The only other set of supplied animation are the slides. These follow the standard pattern and you can call each of the functions with just a duration or a duration and callback. You can also call each of them with an option object. 

  • The slideDown(duration) function unhides the element and animates its height from zero so slowly making it appear to slide into the layout. 

  • The slideUp(duration) function slowly animates its height to zero and then hides the element. 

  • The slideToggle animates it either in or out of the layout depending n its current state. 

Notice that the slide animations also hide and show the element and so the rest of the elements adjust to take account of this. 

For example:

$("#button1").slideUp(5000).delay(1000).slideDown(5000);

makes the button vanish by reducing its height, then hides the button, waits one second, shows it and then slides it down. 

jqanimate4

Controlling The Animation

As the animation is performed by the default queue, you can control it using any of the queue functions we discovered in the previous chapter. 

You can use:

clearQueue(queueName)

To stop the animation by removing any functions in the queue.

finish(queueName)

clears the queue and stops the animation that is running

stop(queue,clearQueue,jumpToEnd)

stops the current animation without clearing the queue. You can use the jumpToend to move the animation on to the last function in the queue and the clearQueue parameter to clear the queue.

delay(duration,queueName)

Introduces a delay of duration milliseconds. 

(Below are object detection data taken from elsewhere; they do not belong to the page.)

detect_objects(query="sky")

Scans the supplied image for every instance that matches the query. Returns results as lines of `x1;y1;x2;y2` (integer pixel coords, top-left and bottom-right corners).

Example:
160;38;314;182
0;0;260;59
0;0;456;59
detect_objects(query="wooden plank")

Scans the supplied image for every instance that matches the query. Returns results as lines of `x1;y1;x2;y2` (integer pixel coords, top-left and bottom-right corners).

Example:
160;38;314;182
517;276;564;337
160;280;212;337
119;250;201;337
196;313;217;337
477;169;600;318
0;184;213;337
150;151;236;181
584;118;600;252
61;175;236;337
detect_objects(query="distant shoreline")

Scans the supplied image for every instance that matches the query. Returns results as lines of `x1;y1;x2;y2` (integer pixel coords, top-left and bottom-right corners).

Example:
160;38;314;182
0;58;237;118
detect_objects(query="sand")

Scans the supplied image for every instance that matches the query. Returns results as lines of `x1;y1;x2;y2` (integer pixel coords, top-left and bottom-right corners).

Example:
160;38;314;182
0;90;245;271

There are also two global functions which control the animation

$.fx.off()

stops all animations

Notice that you should no longer use $.fx.interval(milliseconds) to set the animation step size. Modern browsers provide a requestAnimationFrame which runs the animation at the best step size and speed. 

Synchronizing Animations

If you select a set of elements or run an animation on multiple elements then the animations all run asynchronously and in parallel. That is each element has its own animation queue and each queue works at its own rate at the same time as all the others.

For example, if we have two buttons

<button id="button1" >mybutton1</button>
<button id="button2" >mybutton2</button>

then 

$("#button1").slideUp(5000).delay(1000).slideDown(5000); $("#button2").slideUp(5000).delay(1000).slideDown(5000);

or

$("#button1,#button2").slideUp(5000)
               .delay(1000).slideDown(5000);

animates both buttons at the same time. That is you see button1 and button2 slide up and down together. 

What if you want animations on different elements to occur one after the other or in a strict sequence?

There are many answers to this problem and which one you prefer is a matter of taste.

The simplest and most direct is to make use of the complete function callback or the done function callback. The difference is that complete is a standard callback and done makes use of a promise. 

Using complete is the simpler, although arguably not the best, option:

$("#button1").slideUp(5000)
              .delay(1000)
               .slideDown(5000,function(){
                  $("#button2").slideUp(5000)
                   .delay(1000)
                    .slideDown(5000);
                }
              );

If you run this you will see button1 slide up, pause for 1 second and then slide down. The second button's animation then starts because the first animation's complete function is called. 

You can see that this works and its very easy to understand. However if you want to make a set of animations sequential it gets very complicated looking very quickly.